Balanço final: Seis traficantes são mortos e treze pessoas são detidas em operação na Valéria
Traficantes eram integrantes de uma quadrilha que agia com requintes de crueldade
Bahia|Do R7

A polícia divulgou nesta segunda-feira (10), o balanço final da operação deflagrada nos bairros de Valéria e Fazenda Coutos, em Salvador. De acordo com a DHM (Delegacia de Homicídios Múltiplos), os seis traficantes mortos durante ação conjunta das polícias Militar e Civil, eram envolvidos em treze homicídios ocorridos, entre o período de 25 de fevereiro á 25 de julho deste ano. A DHM aponta ainda que apenas dois dos homens mortos no confronto não tinham passagens pela polícia.
Os seis teriam reagido à abordagem disparando contra os policiais. Houve troca de tiros e todos foram socorridos ao Hospital do Subúrbio depois de feridos, mas não resistiram. Seis armas foram apreendidas com os traficantes mortos, duas pistolas calibres ponto 40 e 380, e quatro revólveres calibre 38.

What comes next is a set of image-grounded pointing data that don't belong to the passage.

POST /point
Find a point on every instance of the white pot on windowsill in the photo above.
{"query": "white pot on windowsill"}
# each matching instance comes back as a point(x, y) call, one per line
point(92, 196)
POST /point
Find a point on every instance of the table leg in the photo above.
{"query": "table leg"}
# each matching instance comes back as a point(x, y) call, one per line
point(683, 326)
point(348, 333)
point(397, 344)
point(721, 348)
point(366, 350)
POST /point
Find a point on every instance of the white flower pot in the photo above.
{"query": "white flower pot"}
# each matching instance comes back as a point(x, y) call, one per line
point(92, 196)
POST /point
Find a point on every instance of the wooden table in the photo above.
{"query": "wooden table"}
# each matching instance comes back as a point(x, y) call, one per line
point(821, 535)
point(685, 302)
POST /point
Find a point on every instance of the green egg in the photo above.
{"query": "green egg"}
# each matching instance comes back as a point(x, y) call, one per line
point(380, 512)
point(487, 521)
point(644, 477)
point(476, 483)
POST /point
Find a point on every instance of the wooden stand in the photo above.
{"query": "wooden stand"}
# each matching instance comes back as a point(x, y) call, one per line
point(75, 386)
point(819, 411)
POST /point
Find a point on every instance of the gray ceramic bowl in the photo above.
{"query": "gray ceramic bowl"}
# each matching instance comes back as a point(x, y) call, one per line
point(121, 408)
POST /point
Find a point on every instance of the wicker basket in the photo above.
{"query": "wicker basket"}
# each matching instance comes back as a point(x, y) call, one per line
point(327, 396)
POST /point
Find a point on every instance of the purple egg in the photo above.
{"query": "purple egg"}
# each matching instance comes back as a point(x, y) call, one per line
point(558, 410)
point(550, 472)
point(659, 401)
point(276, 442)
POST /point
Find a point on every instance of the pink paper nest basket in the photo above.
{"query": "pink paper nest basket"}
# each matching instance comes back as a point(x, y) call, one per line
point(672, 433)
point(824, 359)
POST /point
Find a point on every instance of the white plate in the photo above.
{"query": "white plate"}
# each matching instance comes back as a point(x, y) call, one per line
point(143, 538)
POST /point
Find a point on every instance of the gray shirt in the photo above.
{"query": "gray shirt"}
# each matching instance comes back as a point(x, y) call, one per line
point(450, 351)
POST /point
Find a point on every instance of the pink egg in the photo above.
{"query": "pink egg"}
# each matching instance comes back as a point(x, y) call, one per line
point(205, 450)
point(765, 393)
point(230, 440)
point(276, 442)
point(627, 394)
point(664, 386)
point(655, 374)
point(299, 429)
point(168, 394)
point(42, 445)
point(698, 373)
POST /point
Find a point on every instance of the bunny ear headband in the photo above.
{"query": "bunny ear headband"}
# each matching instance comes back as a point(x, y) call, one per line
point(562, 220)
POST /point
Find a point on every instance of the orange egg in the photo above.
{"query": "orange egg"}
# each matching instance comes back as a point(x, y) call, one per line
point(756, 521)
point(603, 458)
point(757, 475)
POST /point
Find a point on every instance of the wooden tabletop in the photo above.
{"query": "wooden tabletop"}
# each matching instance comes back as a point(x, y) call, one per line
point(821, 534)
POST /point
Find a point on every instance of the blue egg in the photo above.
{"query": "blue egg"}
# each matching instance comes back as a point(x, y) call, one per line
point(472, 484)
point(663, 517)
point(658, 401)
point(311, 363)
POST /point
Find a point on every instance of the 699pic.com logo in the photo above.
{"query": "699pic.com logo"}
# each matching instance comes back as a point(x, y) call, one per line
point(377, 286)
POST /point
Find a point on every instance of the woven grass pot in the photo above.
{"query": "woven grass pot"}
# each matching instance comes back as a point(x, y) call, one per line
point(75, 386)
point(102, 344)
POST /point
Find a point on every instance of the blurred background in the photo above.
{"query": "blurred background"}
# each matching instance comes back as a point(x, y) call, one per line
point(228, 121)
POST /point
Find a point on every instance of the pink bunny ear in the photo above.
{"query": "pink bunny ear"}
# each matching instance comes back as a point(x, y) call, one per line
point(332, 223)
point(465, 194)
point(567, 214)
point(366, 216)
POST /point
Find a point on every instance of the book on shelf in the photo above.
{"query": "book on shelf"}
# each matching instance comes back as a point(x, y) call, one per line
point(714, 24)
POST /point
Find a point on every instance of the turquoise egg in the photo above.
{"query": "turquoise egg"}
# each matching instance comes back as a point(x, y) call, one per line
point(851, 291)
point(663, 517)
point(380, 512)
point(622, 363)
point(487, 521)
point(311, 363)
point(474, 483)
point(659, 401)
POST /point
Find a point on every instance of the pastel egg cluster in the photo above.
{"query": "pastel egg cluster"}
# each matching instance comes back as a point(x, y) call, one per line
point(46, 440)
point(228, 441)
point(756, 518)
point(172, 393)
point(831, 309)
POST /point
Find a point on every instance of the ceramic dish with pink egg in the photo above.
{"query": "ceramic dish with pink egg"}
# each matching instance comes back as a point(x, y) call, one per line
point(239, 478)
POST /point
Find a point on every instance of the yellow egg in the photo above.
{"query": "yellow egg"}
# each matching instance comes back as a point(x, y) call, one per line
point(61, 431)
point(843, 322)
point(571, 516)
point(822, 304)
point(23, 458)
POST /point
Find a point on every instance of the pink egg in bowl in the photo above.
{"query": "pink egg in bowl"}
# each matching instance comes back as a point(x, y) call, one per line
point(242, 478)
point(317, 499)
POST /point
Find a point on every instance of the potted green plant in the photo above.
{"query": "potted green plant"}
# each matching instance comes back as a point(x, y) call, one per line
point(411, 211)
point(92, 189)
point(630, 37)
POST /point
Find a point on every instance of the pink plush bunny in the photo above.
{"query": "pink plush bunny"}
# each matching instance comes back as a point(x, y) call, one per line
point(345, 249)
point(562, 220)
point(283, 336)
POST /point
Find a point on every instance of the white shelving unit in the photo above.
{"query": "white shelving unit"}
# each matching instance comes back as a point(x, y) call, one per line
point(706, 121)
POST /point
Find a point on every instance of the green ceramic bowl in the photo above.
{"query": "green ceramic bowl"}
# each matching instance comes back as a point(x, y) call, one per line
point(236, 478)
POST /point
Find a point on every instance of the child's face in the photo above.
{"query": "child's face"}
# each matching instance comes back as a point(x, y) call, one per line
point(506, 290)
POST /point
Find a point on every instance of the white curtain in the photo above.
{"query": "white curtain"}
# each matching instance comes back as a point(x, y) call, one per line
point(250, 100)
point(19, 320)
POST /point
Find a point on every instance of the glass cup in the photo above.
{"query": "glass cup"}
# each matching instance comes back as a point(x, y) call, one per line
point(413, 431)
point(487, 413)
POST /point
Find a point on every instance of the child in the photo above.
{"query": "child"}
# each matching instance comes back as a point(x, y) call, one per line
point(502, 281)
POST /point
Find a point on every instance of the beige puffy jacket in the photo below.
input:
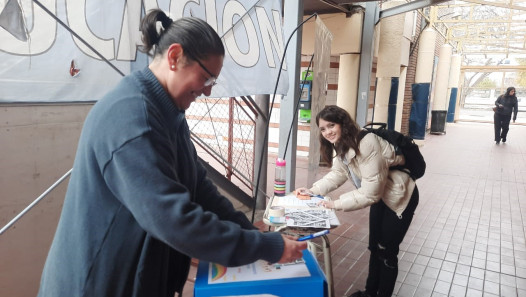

Dos seis traficantes mortos em confronto, quatro possuíam antecedentes criminais. Marcos Santos de Jesus, de 24 anos, por roubo de veículo, tráfico, homicídio, porte ilegal de arma, tentativa de homicídio e Lei Maria da Penha. José Márcio Cardoso de Jesus, 29, já havia sido preso por roubo de carros, e Hugo Leonardo Farias dos Santos, 22, tinha um mandado de prisão em aberto por homicídio, respondendo a inquéritos por receptação e roubo de veículos.
Já Jorge Lucas Santos da Cruz, o “Lucas”, 23, foi preso por tráfico de drogas, possuindo ação penal. Lucinei Cardoso Barbosa, o “Pinha” ou “Gago”, 34, estava com a prisão decretada pela Justiça. O homem participou da chacina que vitimou um sargento PM e outras três pessoas, além de envolvimento em outros crimes.
Além disso, a polícia está investigando o envolvimento do adolescente Adriano Jesus Santos, de 15 anos. Apesar de não ter passagens pela DAI (Delegacia do Adolescente Infrator), o jovem é apontado como participante em diversos homicídios, por testemunhas e integrantes da quadrilha.
Segundo o delegado Odair Carneiro, titular da DHM, o grupo integra uma quadrilha responsável por dezenas de crimes, entre eles, o triplo homicídio dos traficantes rivais Fábio Conceição Brito, o “Cebola”, Ubiraí Albana Nascimento e um homem de prenome “Caíque”, mortos a tiros no dia 25 de fevereiro, em Fazenda Coutos.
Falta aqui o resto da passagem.